И духовность – да-да, та самая духовность, что я говорил. А тогда, не зная про духовность ровным счётом ничего, орден писал прошения о его обмене и выкупе, но никакого Йохана Вильгельма фон Фюрстенберга уже не было. Он понемногу превратился в траву, деревья и землю города Любима. И всё это, конечно, требовало описания.
Но напоследок, вздохнув перед трудной работой, я стал размышлять, вернувшись в мыслях к тому, с чего начал: как был бы счастлив, будучи соглядатаем, будучи тем самым из западных писателей, которые, вернувшись из дальних российских краёв, вновь собирали вокруг себя толпу своих французских пейзанов.
Вот они сидят кружком в тени виноградника и качают своими кудрявыми пейзанскими головами:
– Вот-ка, братка… Так-то оно-от… Как ты жив ишшо… Эвона у них-то нарот како-о-ой…
Но нет мне того счастья.
Хмурилась жизнь вокруг меня, и мало в ней было утешений.
Позвонил мне Гусев. Голос его прерывался в трубке, куда-то пропадал, но это не было дефектом связи. Гусев говорил со мной странно, он был явно не в себе, хотел в чём-то повиниться.
Прошло несколько минут, пока из его сбивчивых объяснений я понял, что в его мастерскую влезли воры и унесли какую-то мелочь, маленький телевизор и мой орден, который Гусев взялся чинить.
Я тупо слушал его, а потом зачем-то поехал в эту школьную мастерскую. Там всё было перевёрнуто вверх дном, а баночки с краской, разбившись, образовали на полу красивую разноцветную лужу.
А великий композитор насупленно глядел на этот разгром со стены.
Но это было печальнее Гусеву, чем мне. «В конце концов, есть ещё медаль, – подумал я. – Раньше у меня были орден и медаль, а теперь – просто медаль.
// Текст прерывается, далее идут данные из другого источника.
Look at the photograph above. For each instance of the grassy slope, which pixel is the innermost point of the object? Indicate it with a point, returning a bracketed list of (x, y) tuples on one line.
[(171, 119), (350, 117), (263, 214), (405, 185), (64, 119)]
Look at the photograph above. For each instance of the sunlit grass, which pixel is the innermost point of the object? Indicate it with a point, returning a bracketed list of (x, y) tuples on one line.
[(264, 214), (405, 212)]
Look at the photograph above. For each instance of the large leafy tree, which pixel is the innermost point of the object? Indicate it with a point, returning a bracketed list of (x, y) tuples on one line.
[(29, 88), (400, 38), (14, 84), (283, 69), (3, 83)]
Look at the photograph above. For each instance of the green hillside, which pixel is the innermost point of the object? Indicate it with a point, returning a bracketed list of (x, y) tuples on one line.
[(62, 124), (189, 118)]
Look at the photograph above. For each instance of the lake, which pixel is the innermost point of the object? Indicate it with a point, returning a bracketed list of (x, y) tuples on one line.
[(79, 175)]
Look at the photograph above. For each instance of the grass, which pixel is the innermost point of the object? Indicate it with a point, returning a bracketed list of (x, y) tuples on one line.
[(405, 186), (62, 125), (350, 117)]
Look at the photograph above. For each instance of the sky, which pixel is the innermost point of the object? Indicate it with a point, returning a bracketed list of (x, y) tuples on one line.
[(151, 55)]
Всё равно я их не носил».
Но я врал самому себе, мне было безумно жаль этого куска серебра, потому что один мой дружок получил его посмертно, а другой получил только саму смерть – без всяких наград. Впрочем, это была часть памяти о другом мире, который ушёл безвозвратно, и вот эту часть украли.
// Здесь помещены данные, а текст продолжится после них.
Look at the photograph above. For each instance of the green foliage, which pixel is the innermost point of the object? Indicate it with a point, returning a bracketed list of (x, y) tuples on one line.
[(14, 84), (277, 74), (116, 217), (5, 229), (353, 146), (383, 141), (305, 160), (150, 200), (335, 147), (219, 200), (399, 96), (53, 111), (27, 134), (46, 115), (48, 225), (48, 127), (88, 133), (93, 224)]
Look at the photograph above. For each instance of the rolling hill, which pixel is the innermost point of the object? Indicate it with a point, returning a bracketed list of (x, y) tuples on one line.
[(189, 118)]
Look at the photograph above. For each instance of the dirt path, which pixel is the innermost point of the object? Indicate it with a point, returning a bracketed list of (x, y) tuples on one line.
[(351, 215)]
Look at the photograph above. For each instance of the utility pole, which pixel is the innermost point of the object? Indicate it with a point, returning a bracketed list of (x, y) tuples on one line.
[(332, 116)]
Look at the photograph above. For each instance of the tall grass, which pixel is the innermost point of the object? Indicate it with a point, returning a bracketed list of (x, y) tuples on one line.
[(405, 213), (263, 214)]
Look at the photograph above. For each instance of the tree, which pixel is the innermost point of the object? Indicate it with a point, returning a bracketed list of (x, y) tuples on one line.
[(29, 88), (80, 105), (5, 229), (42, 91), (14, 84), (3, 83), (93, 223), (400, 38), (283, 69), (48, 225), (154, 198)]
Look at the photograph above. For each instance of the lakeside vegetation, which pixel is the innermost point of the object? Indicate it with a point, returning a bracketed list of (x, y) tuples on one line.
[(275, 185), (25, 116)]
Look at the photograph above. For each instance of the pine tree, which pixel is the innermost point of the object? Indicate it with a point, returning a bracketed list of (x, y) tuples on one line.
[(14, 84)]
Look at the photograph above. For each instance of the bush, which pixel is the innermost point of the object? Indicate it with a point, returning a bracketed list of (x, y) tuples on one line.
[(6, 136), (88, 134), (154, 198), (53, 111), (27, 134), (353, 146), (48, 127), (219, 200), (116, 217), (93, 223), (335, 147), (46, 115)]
Гусев что-то лопотал о чёрном рынке, где можно найти дубликат, но я не слушал его. Всё было нормально, всё шло так, как и должно идти.
– Хорошо хоть не загорелось, – говорил я, – вон, говоришь, они у тебя ацетон пролили. Ацетон, правда?
Опять изменились маршруты троллейбусов. Они начали выскакивать из узких переулков и снова прятаться в них. А по бывшей улице Горького посносили дома, будто повышибали зубы.
Один из снесённых домов был у Белорусского вокзала. Когда он исчез, на стене соседнего дома обнаружилась надпись, нечто вроде вывески «Оптовая торговля кавказскими фруктами Каландадзе», которая ещё существует над ещё существующим музеем подпольной типографии РСДРП. Только на этом обнажившемся доме было написано про другую торговлю.
Другой снесённый дом был около площади Маяковского. За ним открылся необычный вид – какие-то низкорослые строения, невесть откуда взявшиеся южные пирамидальные тополя, краснокирпичная школа – такая же, как моя.
Какая-то война была объявлена в этом году старым домам.
Война зачищала пространство, и пространство менялось быстрее, чем люди. Это была примета времени. Отчего-то я хорошо помнил своё недоумение от чтения Джека Лондона.